Event - Apr 13

How to set your pricing strategy

Written by Jon Paget.

As part of our monthly webinar series (subscribe in the footer to hear about future webinars), we spoke to JT Bowlin about pricing strategy. JT has spent his entire career focused on pricing and was the perfect person to talk about this topic – a subject that often comes up when we’re talking to clients.

As with all our webinars, we focused on just a handful of questions in the half an hour:

  • Who owns (or should) own pricing?

  • What factors should be considered as part of the conversation around pricing?

  • What specific considerations should be taken for setting a pricing strategy for a brand-new product or service?

  • How do you know you’ve got the right pricing strategy?

Webinar recording

Short on time? Here are the key takeaways

Who owns (or should) own pricing?

Bethan / Jon’s thoughts:

Unsurprisingly, we both feel marketing should own pricing. It’s a fundamental part of the marketing mix and pricing really can and does affect the positioning of a brand. Marketing is best placed to understand the value that a product or service likely offers (vs. finance who will be cost focused and sales who will be sales focused). It’s important that all core functions of a business have a voice in the pricing conversation though, and sales may need (agreed) pricing discretion.

JT’s thoughts:

Ideally pricing should sit directly under the CEO or COO, if not here, then in marketing.

What factors should be considered as part of the conversation around pricing?

JT’s thoughts:

You do not set pricing in isolation.

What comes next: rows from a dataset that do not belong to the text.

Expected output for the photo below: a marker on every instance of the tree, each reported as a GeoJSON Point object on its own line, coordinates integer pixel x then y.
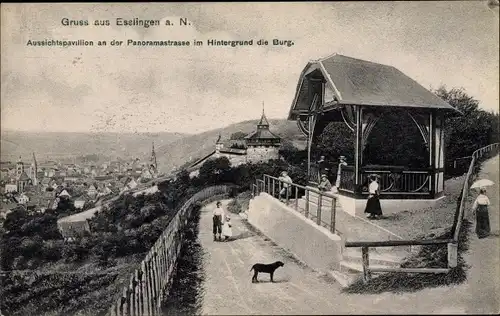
{"type": "Point", "coordinates": [473, 129]}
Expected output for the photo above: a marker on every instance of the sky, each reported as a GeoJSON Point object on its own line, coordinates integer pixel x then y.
{"type": "Point", "coordinates": [195, 89]}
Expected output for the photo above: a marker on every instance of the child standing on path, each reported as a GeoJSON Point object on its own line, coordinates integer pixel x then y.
{"type": "Point", "coordinates": [227, 232]}
{"type": "Point", "coordinates": [218, 220]}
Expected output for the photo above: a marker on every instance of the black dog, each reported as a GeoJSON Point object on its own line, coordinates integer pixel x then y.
{"type": "Point", "coordinates": [265, 268]}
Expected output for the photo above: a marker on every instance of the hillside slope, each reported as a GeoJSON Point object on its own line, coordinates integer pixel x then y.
{"type": "Point", "coordinates": [193, 147]}
{"type": "Point", "coordinates": [55, 145]}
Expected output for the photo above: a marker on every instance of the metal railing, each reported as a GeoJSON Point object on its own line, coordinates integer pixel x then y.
{"type": "Point", "coordinates": [149, 283]}
{"type": "Point", "coordinates": [290, 193]}
{"type": "Point", "coordinates": [452, 243]}
{"type": "Point", "coordinates": [477, 155]}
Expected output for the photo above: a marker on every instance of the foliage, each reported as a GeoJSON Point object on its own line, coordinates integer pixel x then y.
{"type": "Point", "coordinates": [474, 129]}
{"type": "Point", "coordinates": [28, 239]}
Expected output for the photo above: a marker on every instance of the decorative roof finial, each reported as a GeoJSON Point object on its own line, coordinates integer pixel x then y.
{"type": "Point", "coordinates": [263, 120]}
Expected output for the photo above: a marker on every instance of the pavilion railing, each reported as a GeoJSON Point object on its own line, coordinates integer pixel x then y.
{"type": "Point", "coordinates": [477, 156]}
{"type": "Point", "coordinates": [322, 209]}
{"type": "Point", "coordinates": [314, 174]}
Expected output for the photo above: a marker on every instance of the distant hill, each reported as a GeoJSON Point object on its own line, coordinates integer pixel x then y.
{"type": "Point", "coordinates": [192, 147]}
{"type": "Point", "coordinates": [55, 145]}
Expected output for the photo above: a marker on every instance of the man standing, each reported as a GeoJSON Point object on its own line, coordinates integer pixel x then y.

Imagine if we were McDonalds. If we were looking to launch a new burger, we’d need to consider where it would sit among the other food items and other burgers in our portfolio. The same is true of the other burgers available elsewhere from competitors.

Then there are company goals and potential political influences that affect the price we set.

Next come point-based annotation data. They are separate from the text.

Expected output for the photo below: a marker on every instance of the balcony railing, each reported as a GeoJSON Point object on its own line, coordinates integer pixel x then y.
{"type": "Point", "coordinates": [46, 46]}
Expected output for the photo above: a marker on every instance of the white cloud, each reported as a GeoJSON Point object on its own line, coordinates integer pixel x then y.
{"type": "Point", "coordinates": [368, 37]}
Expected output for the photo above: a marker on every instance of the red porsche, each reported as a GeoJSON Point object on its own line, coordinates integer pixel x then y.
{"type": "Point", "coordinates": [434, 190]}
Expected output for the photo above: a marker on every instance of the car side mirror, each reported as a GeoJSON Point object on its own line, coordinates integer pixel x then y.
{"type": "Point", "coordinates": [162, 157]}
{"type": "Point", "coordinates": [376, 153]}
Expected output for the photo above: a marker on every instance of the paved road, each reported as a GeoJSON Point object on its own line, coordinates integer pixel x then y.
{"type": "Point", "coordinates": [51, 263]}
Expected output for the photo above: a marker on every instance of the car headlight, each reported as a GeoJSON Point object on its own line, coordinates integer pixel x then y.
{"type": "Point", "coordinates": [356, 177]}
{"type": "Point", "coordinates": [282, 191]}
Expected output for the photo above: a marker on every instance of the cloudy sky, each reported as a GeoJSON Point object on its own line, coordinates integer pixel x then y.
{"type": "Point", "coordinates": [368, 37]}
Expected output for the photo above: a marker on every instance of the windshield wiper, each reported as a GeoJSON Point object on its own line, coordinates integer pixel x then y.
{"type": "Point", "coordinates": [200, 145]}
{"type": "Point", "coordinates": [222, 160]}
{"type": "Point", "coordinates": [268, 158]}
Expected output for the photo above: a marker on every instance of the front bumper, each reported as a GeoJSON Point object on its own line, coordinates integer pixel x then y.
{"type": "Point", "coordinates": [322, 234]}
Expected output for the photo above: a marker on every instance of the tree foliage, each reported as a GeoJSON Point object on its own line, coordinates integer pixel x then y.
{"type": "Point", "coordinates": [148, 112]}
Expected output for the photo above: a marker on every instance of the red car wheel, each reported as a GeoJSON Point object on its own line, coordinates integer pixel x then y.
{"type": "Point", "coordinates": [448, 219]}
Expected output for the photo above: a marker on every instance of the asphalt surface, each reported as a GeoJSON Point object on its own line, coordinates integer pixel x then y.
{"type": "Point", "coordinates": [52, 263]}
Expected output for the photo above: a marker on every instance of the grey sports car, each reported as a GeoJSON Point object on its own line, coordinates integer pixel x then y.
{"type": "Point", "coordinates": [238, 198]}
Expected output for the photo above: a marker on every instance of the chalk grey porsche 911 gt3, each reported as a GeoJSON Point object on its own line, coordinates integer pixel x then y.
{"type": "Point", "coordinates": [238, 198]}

The most important thing is to identify perceived value. And the only way to do this is to talk to your potential customers or prospects. There are a lot of things that fall into this conversation about perceived value.

Jon’s thoughts:

How you price your product / service says something about its quality (using a basic 2 axis competitor positioning map is useful here). This extends to putting pricing up or down – for instance price discounting can have a much longer lasting (negative) impact on your future demand (and the price you can charge) than just the period over which you’re running the discount.

What specific considerations should be taken for setting a pricing strategy for a brand-new product or service?

JT’s thoughts:

When launching a new product, it’s important to bring pricing in at the start. This helps to work out if there’s a place in the market for this product / service to sit and what the ballpark might be. This allows you to scope the range of product features that are needed or the need to test the value of features.

Bethan’s thoughts:

ChatGPT is a good example. The price point of the pro version had a lot of discussion – trying to work out what the price should be. It was clear they were scrambling to assign a price and monetise something that hadn’t had a whole lot of consideration beforehand. The perceived value changes depending on the customer cohort; different groups of people will perceive very different value from your product. That’s why SaaS products often have different tiers of pricing / plans.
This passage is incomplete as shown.